Over the past several years, Boston and her colleagues have been tracking invasive goldfish in Hamilton Harbour, which is on the western tip of Lake Ontario, about 35 miles southwest of Toronto. The bay has been decimated by industrial and urban development as well as by invasive species — making it among the most environmentally degraded areas of the Great Lakes.
Their study, published in November in the Journal of Great Lakes Research, could help pinpoint goldfish populations for culling, said Boston, who is the lead author. “We found out where they are before they start spawning,” she said. “That's a good opportunity to get rid of them.”
The fast-growing female goldfish, Boston noted, can also reproduce several times in one season. “They have the resources,” she added, “and they can take advantage of them.”
Goldfish were first spotted in Hamilton Harbour in the 1960s, but largely died off in the 1970s because of industrial contamination.

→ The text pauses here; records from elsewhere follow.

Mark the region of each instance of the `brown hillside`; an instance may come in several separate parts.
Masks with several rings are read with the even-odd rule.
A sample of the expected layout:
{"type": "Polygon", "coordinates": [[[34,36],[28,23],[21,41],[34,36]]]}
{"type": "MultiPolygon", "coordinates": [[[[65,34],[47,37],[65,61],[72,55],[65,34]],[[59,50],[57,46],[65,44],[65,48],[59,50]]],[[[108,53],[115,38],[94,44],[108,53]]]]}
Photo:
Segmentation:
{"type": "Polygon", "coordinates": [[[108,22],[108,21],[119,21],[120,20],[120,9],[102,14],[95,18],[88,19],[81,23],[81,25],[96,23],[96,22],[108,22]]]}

In the early 2000s, their population appeared to recover. Goldfish can tolerate a wide range of water temperatures, reach sexual maturation quickly, and can eat nearly anything, including algae, aquatic plants, eggs and invertebrates, Boston said.
Their football-shaped bodies can swell to a size that makes them too large a meal for predators — up to about 16 inches long. “A fish would have to have a really big mouth to eat it,” she said.
The feral goldfish are also destructive, uprooting and consuming plants that are home to native species. They help spawn harmful algal blooms by consuming the algae and expelling nutrients that promote its growth, Boston said, creating conditions that are intolerable to native fish.